С привычной четкостью хирург совершил сложнейшую операцию. Она длилась больше трех часов и была закончена, к всеобщему восторгу, успешно. В ординаторской Федорову была устроена овация.
Вскоре много интересного и нового для себя узнал больной из парижских газет. Узнал, например, что их соотечественник — профессор Федоров — является основоположником русской хирургической урологии, что он первым в мире предложил метод "бокового разреза", названного "федоровским", что именно он подарил мировой хирургии цитоскоп, ректоскоп и тончайшие катетеры, позволяющие исследовать почки по отдельности, и многое другое, чего он не знал до приезда... в Париж.

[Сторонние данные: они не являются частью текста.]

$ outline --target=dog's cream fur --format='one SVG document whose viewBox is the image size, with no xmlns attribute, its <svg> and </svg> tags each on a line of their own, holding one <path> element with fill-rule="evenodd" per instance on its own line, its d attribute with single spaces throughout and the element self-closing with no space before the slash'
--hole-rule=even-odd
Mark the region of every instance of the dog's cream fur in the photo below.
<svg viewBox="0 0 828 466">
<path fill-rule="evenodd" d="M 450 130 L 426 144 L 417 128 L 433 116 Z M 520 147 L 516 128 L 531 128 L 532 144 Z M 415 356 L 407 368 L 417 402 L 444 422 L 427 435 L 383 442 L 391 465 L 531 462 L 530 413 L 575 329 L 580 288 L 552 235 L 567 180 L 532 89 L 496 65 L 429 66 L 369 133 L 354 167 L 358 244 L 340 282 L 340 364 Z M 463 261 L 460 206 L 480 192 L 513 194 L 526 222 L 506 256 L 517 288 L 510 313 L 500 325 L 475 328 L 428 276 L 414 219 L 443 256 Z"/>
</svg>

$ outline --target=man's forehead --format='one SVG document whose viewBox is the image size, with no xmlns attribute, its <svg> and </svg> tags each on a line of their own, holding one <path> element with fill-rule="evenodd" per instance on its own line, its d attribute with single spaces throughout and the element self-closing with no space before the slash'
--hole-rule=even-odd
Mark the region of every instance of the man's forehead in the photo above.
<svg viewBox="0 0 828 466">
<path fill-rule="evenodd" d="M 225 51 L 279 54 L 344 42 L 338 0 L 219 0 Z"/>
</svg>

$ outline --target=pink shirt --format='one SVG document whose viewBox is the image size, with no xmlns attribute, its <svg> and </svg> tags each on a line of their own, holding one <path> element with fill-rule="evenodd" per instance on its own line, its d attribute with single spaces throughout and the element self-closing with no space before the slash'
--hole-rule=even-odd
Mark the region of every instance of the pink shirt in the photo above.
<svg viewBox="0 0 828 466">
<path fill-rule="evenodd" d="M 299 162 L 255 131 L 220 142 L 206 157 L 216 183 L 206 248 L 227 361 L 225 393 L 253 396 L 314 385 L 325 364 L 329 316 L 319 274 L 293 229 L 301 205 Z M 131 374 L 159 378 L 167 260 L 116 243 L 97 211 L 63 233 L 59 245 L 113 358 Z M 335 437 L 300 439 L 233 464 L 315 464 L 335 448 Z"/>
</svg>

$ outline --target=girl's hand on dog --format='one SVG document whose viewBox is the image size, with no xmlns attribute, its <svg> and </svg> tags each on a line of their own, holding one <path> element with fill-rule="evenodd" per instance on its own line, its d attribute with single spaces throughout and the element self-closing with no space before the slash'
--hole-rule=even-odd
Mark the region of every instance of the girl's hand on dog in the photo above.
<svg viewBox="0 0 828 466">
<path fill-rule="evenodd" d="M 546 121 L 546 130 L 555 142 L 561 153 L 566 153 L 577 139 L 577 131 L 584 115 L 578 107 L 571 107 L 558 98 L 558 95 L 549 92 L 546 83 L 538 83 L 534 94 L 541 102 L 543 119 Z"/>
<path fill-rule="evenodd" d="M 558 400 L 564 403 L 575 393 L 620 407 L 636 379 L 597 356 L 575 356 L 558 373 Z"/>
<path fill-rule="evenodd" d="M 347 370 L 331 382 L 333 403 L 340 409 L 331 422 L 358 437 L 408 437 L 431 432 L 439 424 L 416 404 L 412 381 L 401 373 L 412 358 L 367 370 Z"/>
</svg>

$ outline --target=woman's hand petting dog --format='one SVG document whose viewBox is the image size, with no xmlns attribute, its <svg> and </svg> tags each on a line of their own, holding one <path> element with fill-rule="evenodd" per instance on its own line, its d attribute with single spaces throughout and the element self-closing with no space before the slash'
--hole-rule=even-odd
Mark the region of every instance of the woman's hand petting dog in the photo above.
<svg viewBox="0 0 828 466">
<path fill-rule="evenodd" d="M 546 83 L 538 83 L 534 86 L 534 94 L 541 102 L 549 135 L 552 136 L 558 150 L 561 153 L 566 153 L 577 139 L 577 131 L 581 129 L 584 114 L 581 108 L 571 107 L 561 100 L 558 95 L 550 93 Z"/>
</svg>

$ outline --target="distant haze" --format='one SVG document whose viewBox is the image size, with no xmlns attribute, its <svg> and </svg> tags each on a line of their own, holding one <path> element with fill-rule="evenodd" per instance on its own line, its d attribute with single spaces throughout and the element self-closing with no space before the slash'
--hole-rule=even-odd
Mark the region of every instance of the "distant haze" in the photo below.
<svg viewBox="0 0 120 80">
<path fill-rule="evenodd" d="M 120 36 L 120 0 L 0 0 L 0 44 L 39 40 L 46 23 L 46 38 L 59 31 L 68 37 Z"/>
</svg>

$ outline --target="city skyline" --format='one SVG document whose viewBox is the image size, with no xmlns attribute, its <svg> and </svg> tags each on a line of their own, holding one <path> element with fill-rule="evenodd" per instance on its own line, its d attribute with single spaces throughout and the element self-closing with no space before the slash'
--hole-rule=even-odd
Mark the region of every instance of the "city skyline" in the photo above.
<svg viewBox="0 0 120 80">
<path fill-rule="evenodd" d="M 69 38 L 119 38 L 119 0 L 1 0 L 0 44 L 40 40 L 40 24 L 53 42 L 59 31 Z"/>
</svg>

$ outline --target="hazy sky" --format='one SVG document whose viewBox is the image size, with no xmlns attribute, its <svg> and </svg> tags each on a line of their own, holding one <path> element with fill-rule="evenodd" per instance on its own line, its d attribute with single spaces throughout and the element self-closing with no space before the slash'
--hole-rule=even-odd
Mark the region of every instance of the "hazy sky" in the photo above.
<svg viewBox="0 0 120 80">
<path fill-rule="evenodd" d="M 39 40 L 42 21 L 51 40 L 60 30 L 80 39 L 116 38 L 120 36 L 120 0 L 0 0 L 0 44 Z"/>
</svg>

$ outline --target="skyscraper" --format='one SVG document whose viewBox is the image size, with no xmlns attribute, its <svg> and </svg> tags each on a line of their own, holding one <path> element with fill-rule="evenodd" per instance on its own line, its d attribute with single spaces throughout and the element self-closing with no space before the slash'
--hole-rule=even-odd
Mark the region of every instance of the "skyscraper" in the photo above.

Больной быстро поправлялся. Он был связан с Абхазией славной революционной деятельностью, много лет боролся за свободу и счастье ее трудового народа. В знак сердечной признательности правительство республики подарило профессору Федорову, часто приезжавшему отдыхать в Гагру, одну из лучших дач курорта, о которой мы упомянули в начале рассказа.
Сам бывший больной впоследствии говорил:
— На примере с профессором Федоровым я лишний раз убедился в иронии мудрой пословицы: "Нет пророка в своем отечестве".
Мамиа.
Собрание колхозников "Амзары" окончилось. Только что пришлось за серьезные ошибки освободить очередного председателя артели, а его обязанности временно поручили выполнять заместителю. Люди, шумно переговариваясь, выходили из клуба. Большая группа колхозников у выхода окружила гостя, председателя райисполкома. Он уже прощался, собираясь сесть в машину, как вдруг, что-то вспомнив, сказал:
— А я и забыл спросить, как понравился вам спектакль, который сухумские артисты вчера у вас показывали?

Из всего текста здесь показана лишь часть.